Buradasınız
1 Mayıs’ın Doğuşunu Hatırlamak
Kocaeli’den bir petrokimya işçisi
1800’lü yıllar işçiler için vahşice sömürünün, kölece çalışma koşullarının yaşandığı dönemlerdi. Bugün de o yıllara benzer bir şekilde insanlık olarak büyük çalkantıların yaşandığı, sermayenin işçi sınıfının haklarına saldırdığı ve vahşi sömürü koşullarını dayattığı bir dönemden geçiyoruz. Gelişmiş olanlar dâhil tüm ülkelerde yaşam standartlarının düştüğü; işsizlik, gelecek kaygısı ve toplumsal huzursuzluğun yükseldiği bir dönemde 2018 1 Mayıs’ına doğru gidiyoruz. Geçmişte sömürü düzenine karşı verilen 8 saatlik işgünü mücadelesini ve 1 Mayıslarda yürütülen kitlesel eylem ve grevleri hatırlamak bu gün yaşanan saldırılardan çıkış yolu bulmak için bizlere ışık tutacaktır. Zira 1 Mayıs, 1886 yılında işçilerin çalışma koşullarına karşı yürüttüğü 8 saatlik işgünü mücadelesinden günümüze dek uzanan bir mücadele geleneğidir.
Kısaca 8 saatlik işgünü mücadelesi
1880’lerin ortasına doğru Amerika’da sanayide çalışan işçi sayısı 4-5 milyon civarındaydı. Aynı yıllarda çalışan çocuk işçilerin sayısı 1 milyonun üzerindeydi. İşçi sınıfı oldukça ağır koşullar altında, herhangi bir sosyal güvenceden yoksun, sendikasız ve düşük ücretler karşılığında günde 12 saatten fazla çalışıyordu.

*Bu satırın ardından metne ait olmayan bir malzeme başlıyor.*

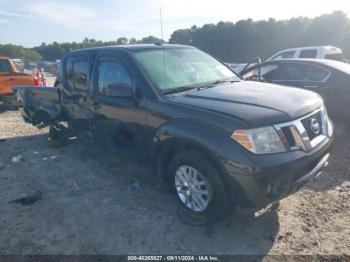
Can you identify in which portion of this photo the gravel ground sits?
[0,105,350,255]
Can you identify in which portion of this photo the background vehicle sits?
[266,46,344,61]
[0,56,35,101]
[14,44,333,220]
[241,59,350,123]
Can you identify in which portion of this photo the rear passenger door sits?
[92,51,149,156]
[62,54,90,136]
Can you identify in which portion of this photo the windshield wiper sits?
[163,79,239,95]
[163,85,197,95]
[197,79,239,90]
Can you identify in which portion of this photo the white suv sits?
[266,46,344,61]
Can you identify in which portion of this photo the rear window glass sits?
[303,65,329,82]
[275,64,304,81]
[0,60,12,73]
[271,51,295,60]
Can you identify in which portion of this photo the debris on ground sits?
[128,181,141,192]
[11,155,23,163]
[9,194,42,206]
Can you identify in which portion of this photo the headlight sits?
[231,126,286,154]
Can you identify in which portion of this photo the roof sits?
[71,43,193,52]
[262,58,342,66]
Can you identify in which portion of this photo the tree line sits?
[169,11,350,63]
[0,36,164,62]
[0,11,350,63]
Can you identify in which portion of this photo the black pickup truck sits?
[14,44,334,221]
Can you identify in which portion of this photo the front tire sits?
[168,149,232,222]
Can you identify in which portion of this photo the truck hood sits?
[170,81,323,126]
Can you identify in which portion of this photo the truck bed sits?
[12,86,62,128]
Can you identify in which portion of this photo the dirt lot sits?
[0,105,350,255]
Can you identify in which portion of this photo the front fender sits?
[151,119,228,163]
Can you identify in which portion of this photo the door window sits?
[97,58,132,95]
[274,64,304,81]
[299,49,317,58]
[66,56,89,91]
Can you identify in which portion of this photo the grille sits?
[301,112,323,141]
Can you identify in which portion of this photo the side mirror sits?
[103,83,133,98]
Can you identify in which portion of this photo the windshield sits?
[135,48,240,93]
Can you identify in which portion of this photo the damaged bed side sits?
[12,86,63,128]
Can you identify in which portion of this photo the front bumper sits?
[219,137,333,209]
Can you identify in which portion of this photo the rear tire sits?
[168,149,232,224]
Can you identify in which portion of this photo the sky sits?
[0,0,350,47]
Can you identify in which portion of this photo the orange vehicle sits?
[0,56,38,101]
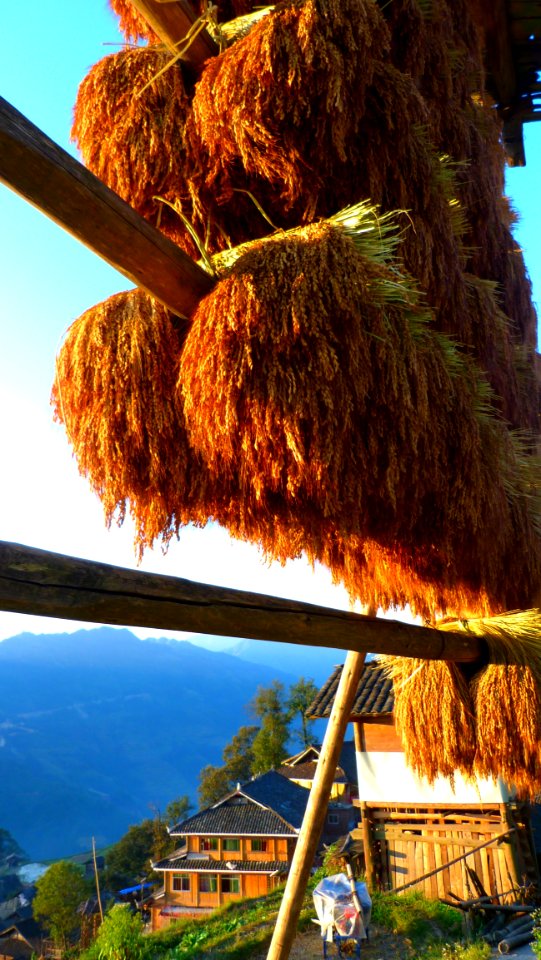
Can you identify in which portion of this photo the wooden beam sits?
[0,541,484,661]
[131,0,220,68]
[0,97,214,316]
[267,651,364,960]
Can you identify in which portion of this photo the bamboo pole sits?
[131,0,219,67]
[267,651,365,960]
[0,541,483,661]
[92,837,103,923]
[361,800,376,890]
[0,97,214,316]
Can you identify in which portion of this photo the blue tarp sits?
[118,883,154,896]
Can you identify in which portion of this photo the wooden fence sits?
[356,803,539,901]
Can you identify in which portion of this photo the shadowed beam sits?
[0,541,484,662]
[131,0,220,67]
[0,97,214,316]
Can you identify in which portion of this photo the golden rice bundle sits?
[109,0,158,43]
[72,47,225,256]
[438,609,541,798]
[191,0,389,224]
[52,290,217,554]
[179,207,541,612]
[464,274,539,433]
[382,657,476,784]
[308,529,494,620]
[192,0,261,23]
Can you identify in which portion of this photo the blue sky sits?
[0,0,541,639]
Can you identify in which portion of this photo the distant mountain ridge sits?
[0,627,340,859]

Çocuklar da dâhil kadınlar ve erkekler günde 14-16 saat çalışıyor, tek bir odada 50 işçi yatıp kalkıyordu. Çocuklar makine başında yemek yiyemedikleri için bitkin düşüyor ve uzun süre ayakta kaldıklarından o yaşta türlü hastalıklara maruz kalıyorlardı. İşçiler sefalet içinde bir yaşam sürüyorlardı; yaşadıkları evlere ev demek, yediklerine yemek demek mümkün değildi. Fabrikaların etraflarına veya şehrin dışına kurulu barakalar ya kendilerinin değil ya da ipotekliydi. Hemen tüm işçiler borçlarını ödeyemedikleri için bu barakaları da bir süre sonra kaybediyorlardı. En önemlisi de işçiler ağır çalışma koşullarından ötürü erken yaşlarda göçüp gidiyorlardı.

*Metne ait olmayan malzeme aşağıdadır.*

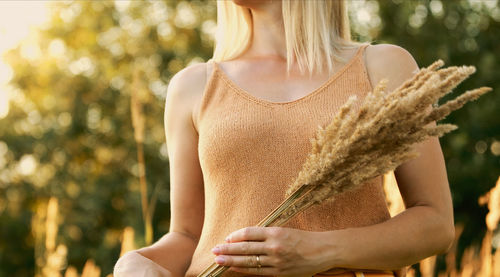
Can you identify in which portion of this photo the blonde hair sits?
[212,0,363,74]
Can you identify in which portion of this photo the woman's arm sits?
[114,64,206,276]
[214,44,454,275]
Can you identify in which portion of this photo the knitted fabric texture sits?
[186,45,398,277]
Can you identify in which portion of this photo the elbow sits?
[436,217,455,255]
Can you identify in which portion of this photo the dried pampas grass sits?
[198,60,491,276]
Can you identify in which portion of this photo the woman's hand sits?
[212,227,332,276]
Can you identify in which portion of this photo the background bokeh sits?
[0,0,500,276]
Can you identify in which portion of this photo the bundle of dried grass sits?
[199,60,491,276]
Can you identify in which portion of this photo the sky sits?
[0,0,49,118]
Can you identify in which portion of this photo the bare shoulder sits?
[165,63,208,128]
[167,63,207,105]
[365,44,419,90]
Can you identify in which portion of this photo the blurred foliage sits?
[0,0,500,276]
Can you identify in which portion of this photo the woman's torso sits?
[186,45,398,276]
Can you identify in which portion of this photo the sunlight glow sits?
[0,1,50,118]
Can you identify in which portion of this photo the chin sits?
[232,0,271,8]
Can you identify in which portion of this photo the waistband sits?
[313,271,395,277]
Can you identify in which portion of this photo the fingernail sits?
[215,256,225,264]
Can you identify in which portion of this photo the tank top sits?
[186,44,400,277]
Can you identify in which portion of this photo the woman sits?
[115,0,454,277]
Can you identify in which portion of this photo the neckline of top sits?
[210,44,369,106]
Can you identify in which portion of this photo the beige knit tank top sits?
[186,45,390,276]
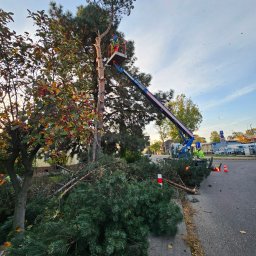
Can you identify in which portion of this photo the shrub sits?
[10,170,182,256]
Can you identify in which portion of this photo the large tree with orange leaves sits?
[0,10,94,230]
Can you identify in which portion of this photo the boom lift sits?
[106,40,194,158]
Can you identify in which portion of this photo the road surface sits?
[191,160,256,256]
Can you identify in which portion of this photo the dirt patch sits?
[182,199,205,256]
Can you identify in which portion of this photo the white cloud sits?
[204,83,256,110]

1856 yıllında vahşi çalışma koşullarına karşı Avustralyalı işçiler 8 saatlik işgünü için toplantılar yapıp, eğlenceler ve gösteriler düzenleyerek 8 saatlik işgünü mücadelesinin ateşini yaktılar. Daha sonra 1866 yılına gelindiğinde Uluslararası İşçi Birliği (I. Enternasyonal) dünya işçilerine 8 saatlik işgünü için mücadele çağrısı yaparak tüm dünyada mücadele ateşini coşturmuştur. Nitekim Amerika’da 1860’ların ikinci yarısından sonra peş peşe gelen grevler ve 1 Mayıs 1886 kalkışması yaşandı.

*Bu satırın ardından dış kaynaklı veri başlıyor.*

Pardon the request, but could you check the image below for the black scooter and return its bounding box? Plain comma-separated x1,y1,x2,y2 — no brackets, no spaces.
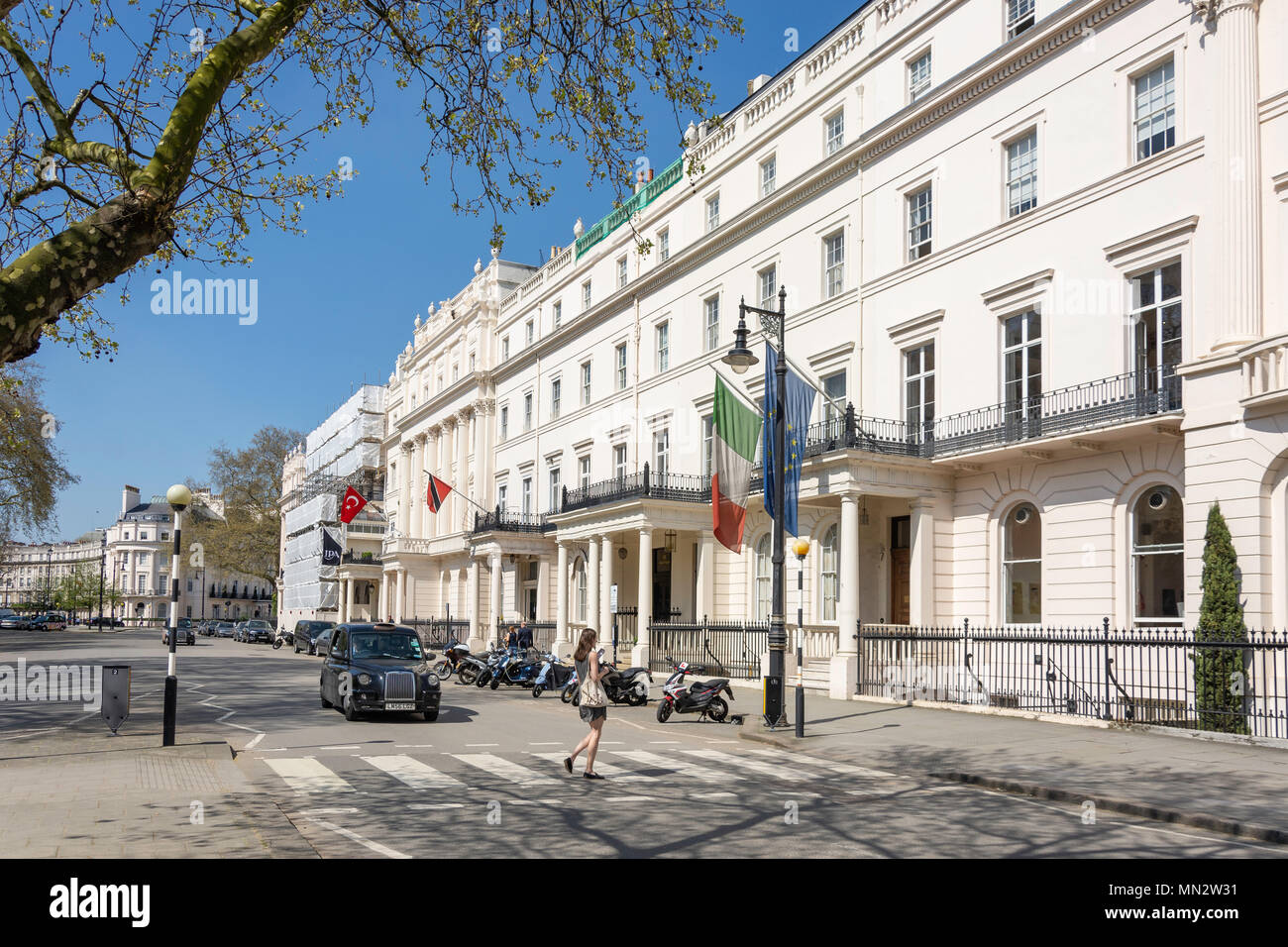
657,656,733,723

1886 yılının 1 Mayıs’ında Amerika’nın her yerinde işçiler grevler, mitingler ve eylemler düzenlediler. 8 saatlik işgünü talebinde bulundular. Chicago’da 200 bin işçi iş bıraktı. 8 saatlik işgünü için birleştiler. Burjuvazi gösteriyi bomba atarak sabote etmeye çalıştı. Ardından 4 işçi önderini idam etti. Binlerce işçiyi işten attı, yüzlercesini kara listelere aldı. Bu muazzam kalkışma sınıf mücadelesinin sert karakterini açığa vurmuştu. Öyle ki işçi sınıfının önderi Friedrich Engels, “1 Mayıs 1886’dan önce hiç kimse hareketin böylesine kısa zamanda öylesine karşı konulamayacak bir güçle patlayacağını, hızla yayılacağını ve Amerikan toplumunu temellerinden sarsacağını tahmin etmemişti” diye yazacaktı. II. Enternasyonal 1889 yılında Fransız bir işçi temsilcisinin önerisiyle 1 Mayıs’ı işçi sınıfının uluslararası birlik, mücadele ve dayanışma günü ilan etti.
1 Mayıs’ın öğrettikleri
Kapitalist sınıf dünyanın her ülkesinde işçi sınıfının emek gücünü sömürerek zenginleşmektedir. İşçi sınıfı her ülkede karın tokluğuna, uzun saatler boyunca kapitalistlerin kârını artırmak için çalışmaktadır. Kapitalist sınıfın bütün tarihi işçi sınıfının sömürüsü üzerine inşa edilmiştir.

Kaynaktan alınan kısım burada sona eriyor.